Дамиан фыркнул со злой насмешкой.
— Если вы не заметили, мы в опале.
— И будем здесь, пока не решим это изменить.
Они опять замолчали. Дамиан злился на Симеона так сильно, что даже горло сдавливало — он не мог вымолвить больше ни слова. Так и стоял под дождем в своем стылом одиночестве, почти соприкасаясь локтями с наставником.
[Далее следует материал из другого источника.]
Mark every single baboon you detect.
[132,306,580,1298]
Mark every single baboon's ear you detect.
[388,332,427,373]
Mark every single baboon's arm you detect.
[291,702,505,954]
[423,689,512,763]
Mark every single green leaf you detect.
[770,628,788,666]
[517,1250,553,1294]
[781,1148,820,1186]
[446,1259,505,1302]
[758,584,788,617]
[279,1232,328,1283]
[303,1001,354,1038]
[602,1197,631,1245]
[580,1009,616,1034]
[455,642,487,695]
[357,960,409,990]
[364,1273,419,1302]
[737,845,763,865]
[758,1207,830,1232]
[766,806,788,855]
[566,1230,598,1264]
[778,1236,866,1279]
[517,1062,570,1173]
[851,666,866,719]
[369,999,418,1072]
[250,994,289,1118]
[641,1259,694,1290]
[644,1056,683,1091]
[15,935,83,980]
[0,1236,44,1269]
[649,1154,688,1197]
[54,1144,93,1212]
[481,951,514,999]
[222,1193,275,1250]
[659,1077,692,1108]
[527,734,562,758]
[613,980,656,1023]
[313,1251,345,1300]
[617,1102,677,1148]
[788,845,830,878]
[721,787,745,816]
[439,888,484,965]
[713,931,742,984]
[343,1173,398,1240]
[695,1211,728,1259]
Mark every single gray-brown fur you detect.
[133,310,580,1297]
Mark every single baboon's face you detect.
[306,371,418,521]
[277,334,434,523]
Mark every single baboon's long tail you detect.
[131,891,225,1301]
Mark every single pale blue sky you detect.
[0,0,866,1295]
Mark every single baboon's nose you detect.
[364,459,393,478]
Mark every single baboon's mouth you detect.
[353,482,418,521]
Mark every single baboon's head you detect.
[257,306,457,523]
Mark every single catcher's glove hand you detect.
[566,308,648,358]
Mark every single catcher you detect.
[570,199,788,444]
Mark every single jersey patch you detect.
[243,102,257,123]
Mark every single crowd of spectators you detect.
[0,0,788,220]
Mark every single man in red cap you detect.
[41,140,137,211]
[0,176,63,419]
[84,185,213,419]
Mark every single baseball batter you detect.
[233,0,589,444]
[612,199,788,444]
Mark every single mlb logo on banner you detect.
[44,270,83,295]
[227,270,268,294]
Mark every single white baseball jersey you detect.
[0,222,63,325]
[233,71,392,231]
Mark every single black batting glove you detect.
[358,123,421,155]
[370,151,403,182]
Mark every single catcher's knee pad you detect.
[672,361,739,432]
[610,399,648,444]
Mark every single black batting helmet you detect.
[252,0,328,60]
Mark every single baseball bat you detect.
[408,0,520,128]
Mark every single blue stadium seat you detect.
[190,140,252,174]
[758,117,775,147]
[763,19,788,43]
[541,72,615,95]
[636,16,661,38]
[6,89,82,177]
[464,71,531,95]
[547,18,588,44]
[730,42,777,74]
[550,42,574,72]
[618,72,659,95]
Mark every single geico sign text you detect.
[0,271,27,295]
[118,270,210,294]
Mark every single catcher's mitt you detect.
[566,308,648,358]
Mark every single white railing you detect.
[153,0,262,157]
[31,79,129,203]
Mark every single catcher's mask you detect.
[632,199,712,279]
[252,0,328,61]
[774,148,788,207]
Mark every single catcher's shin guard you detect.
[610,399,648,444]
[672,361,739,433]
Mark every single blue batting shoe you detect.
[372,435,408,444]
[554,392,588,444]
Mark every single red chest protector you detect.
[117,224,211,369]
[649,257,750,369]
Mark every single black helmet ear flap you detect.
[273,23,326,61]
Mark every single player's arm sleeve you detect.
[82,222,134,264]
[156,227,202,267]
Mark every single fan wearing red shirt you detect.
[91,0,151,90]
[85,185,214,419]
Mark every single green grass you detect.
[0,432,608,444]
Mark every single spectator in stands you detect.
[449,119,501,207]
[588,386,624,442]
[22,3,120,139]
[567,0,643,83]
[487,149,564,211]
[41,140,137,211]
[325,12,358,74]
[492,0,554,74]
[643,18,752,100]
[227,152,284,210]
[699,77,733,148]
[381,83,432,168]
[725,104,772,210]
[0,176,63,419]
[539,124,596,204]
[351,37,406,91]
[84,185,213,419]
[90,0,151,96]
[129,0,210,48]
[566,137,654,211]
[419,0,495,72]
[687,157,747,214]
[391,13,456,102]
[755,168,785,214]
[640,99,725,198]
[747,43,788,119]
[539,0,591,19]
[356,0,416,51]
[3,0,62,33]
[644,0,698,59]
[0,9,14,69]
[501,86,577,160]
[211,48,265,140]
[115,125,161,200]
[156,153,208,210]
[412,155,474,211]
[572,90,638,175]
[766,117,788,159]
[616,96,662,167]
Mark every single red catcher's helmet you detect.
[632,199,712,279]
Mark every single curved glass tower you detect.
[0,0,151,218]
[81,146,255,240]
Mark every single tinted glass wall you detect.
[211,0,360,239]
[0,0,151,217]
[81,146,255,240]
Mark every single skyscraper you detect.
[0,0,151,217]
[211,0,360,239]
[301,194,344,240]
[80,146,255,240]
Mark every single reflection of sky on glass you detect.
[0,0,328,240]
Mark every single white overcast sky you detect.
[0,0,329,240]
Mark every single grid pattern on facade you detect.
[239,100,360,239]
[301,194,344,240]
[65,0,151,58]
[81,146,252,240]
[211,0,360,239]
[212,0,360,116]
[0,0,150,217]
Дамиан больше не знал, кто он такой. Храмовник, инквизитор, бастард, протеже Падре Сервуса, вшивая псина, — все эти «титулы» давали ему другие, а он послушно принимал их, абсолютно не задумываясь, хочет ли. Своеволие стало первой жертвой его ученичества, а после ему и некогда было думать о том, что нужно ему. Он никогда не задумывался, можно ли сомневаться в той судьбе, что для него уготовил сначала отец, потом наставник, Храм и в конце концов брат. Он, одиннадцатая спица в колесе, ни на что не влиял и ничего не мог изменить.
— Вы когда-нибудь чувствовали, что от вас ничего не зависит? — с трудом выдавил Дамиан. Как бы он ни злился на Симеона, душа его все равно жаждала помощи и мудрости.